O halde; mahkemece yeniden yapılacak keşifte, 1980’li yıllara ait memleket haritası ve hava fotoğrafları ile yöreye ait en eski tarihli memleket haritası ve hava fotoğrafları bulunduğu yerlerden istenerek, bu belgeler dava konusu taşınmaz ile çevresine uygulanıp, hava fotoğrafları ve dayanağı haritalar stereoskop aletiyle ve üç boyutlu olarak incelettirilip taşınmazın niteliğinin bu belgelerde ne şekilde görüldüğü, bu belgelere göre orman ya da 6831 sayılı Kanunun 17/2. maddesinde ifade edilen orman içi açıklık konumunda olup olmadığı, arazi kadastrosu sırasında hangi nitelikle tesbit harici bırakıldığı belirlenmeli, jeolog bilirkişiden yakındaki ırmağın taşınmaza etkisinin ne olduğu, taşkın tehlikesi bulunup bulunmadığı, ıslah ve set çalışmalarının yapılıp yapılmadığı, ne zaman yapıldığı konularında ayrıntılı rapor alınmalı, komşu taşınmazların tesbit tutanakları, dayanak belgeleri, kesinleşenlerin tapu kayıtları, tescil kararı ile oluşmuşlarsa dava dosyaları getirtilerek çekişmeli taşınmaz yönünü ne olarak gösterdikleri araştırılmalı, bundan sonra toplanacak deliller çerçevesinde karar verilmelidir.

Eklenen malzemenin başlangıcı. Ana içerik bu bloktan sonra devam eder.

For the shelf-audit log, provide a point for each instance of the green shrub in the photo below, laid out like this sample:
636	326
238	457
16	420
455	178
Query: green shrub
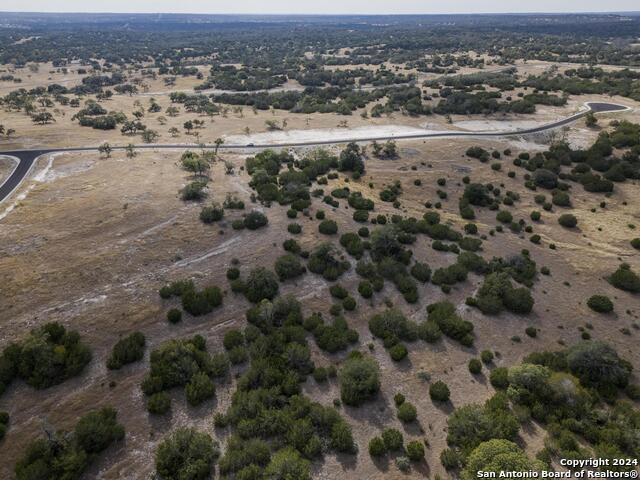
201	302
349	304
450	459
403	464
600	304
255	220
439	391
598	364
49	355
486	356
328	227
398	352
407	412
323	261
504	216
393	440
320	374
393	323
421	272
377	447
294	228
96	430
342	438
625	279
127	350
232	339
361	216
261	284
365	289
359	380
68	454
175	362
159	403
499	378
199	389
193	191
444	315
338	291
429	331
415	451
186	450
288	266
211	214
475	366
174	315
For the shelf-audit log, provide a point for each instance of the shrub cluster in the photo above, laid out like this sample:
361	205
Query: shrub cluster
68	455
49	355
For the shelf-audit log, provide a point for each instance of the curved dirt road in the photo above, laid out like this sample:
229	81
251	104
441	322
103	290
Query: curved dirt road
27	158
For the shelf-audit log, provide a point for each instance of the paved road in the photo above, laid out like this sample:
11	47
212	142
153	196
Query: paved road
27	158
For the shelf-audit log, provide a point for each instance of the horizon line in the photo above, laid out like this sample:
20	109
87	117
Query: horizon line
317	14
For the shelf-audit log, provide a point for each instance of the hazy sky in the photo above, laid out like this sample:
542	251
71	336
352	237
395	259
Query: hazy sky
330	6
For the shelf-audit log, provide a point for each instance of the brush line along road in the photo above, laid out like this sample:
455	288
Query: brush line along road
26	158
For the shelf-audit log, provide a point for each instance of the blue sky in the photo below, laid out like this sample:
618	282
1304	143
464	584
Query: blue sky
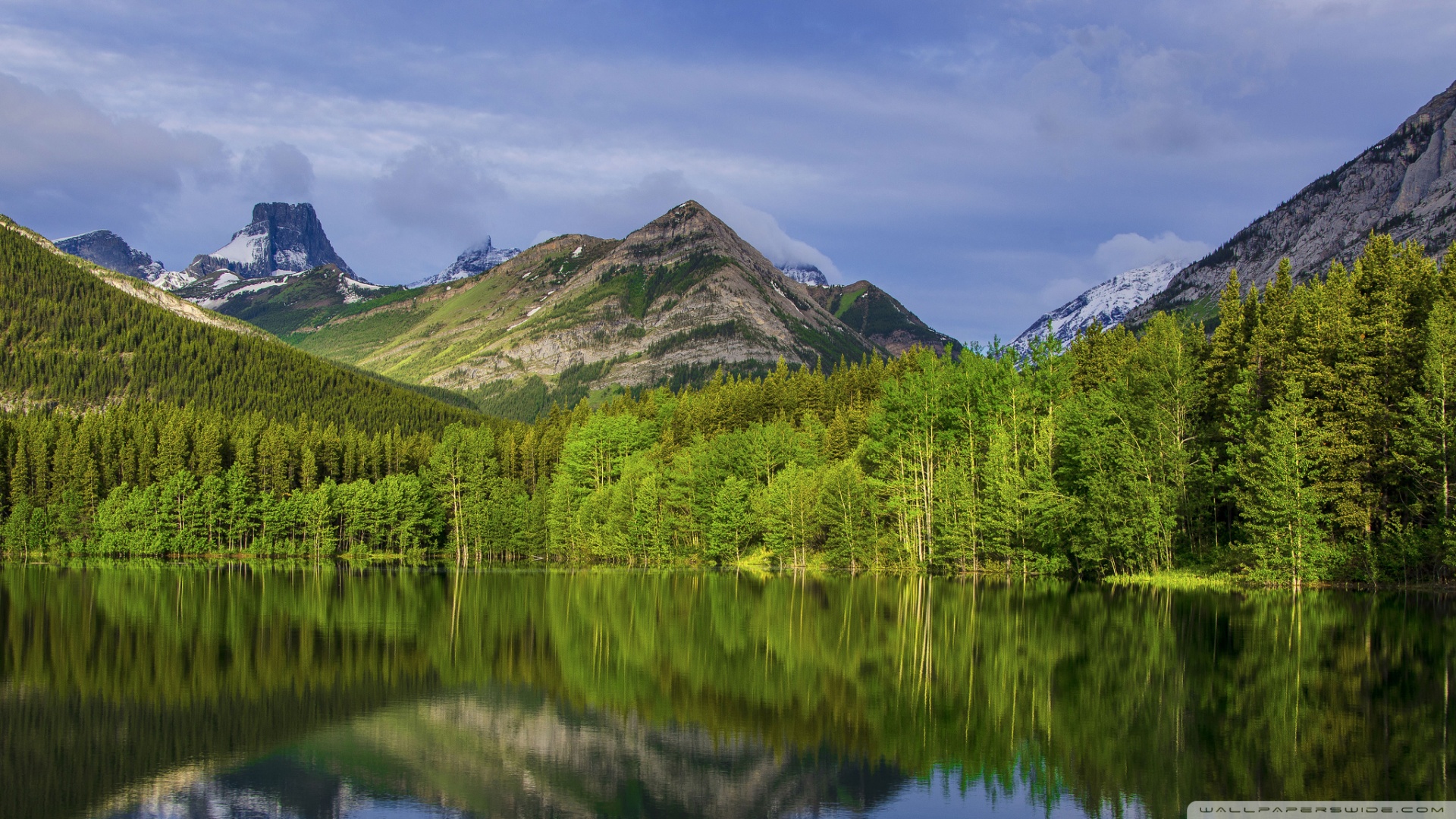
981	161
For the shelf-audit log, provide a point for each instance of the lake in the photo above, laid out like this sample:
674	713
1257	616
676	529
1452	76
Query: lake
234	689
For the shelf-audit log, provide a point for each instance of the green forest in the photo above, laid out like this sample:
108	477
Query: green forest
69	340
1305	439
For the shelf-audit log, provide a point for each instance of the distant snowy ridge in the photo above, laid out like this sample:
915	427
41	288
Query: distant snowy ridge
473	261
1109	302
804	273
281	238
111	251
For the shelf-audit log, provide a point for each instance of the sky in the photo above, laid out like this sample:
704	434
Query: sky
983	162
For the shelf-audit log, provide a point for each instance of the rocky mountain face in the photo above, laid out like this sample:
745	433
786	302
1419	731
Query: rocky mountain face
1107	303
111	251
1404	186
880	318
473	261
683	293
281	238
805	275
286	302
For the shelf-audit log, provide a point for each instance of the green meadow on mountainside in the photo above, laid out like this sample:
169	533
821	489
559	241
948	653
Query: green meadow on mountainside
1308	439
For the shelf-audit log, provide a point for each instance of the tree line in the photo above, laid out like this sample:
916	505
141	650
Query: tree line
69	340
1308	438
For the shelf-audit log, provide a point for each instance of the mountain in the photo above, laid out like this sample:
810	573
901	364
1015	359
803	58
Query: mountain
80	335
878	316
805	275
473	261
682	295
1404	186
111	251
1109	303
283	303
281	238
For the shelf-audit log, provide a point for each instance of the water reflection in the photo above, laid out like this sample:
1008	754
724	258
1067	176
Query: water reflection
232	691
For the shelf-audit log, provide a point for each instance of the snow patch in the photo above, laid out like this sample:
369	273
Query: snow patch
172	279
291	260
245	248
1109	303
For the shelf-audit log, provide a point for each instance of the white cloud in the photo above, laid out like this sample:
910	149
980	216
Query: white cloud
67	167
437	188
277	172
1126	251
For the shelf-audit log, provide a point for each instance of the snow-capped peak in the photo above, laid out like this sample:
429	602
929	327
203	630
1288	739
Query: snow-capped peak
1109	302
473	261
804	273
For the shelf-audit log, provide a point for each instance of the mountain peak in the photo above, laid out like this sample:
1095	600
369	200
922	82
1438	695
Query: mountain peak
1404	186
804	273
111	251
1109	303
281	238
472	261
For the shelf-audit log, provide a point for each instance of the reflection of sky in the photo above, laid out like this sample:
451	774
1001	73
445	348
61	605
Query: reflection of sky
492	754
971	158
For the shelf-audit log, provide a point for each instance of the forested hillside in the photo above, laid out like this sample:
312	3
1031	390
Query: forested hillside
1310	439
71	340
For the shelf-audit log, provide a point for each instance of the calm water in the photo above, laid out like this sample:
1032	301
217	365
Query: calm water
235	691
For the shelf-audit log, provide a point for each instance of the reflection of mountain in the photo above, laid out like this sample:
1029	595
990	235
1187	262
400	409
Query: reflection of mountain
509	752
514	754
1049	691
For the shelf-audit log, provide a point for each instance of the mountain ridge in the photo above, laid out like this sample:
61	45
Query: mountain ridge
1109	303
111	251
281	238
1404	186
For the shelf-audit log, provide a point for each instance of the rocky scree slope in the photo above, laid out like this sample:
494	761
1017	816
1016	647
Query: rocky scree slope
679	293
1404	186
1107	303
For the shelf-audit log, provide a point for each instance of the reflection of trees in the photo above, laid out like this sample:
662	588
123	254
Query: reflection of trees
514	754
1084	692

SONUÇ: 1) Yukarıda birinci bentde gösterilen nedenler ile; davacı vekilinin yerinde görülmeyen diğer temyiz itirazlarının REDDİNE,
2) İkinci bentde gösterilen nedenler ile; davacı vekilinin, davalı Hazinenin ve davalı … Yönetiminin diğer temyiz itirazlarının kabulü ile hükmün bu yönden BOZULMASINA, temyiz harcının istek halinde iadesine 25/11/2014 günü oy birliği ile karar verildi.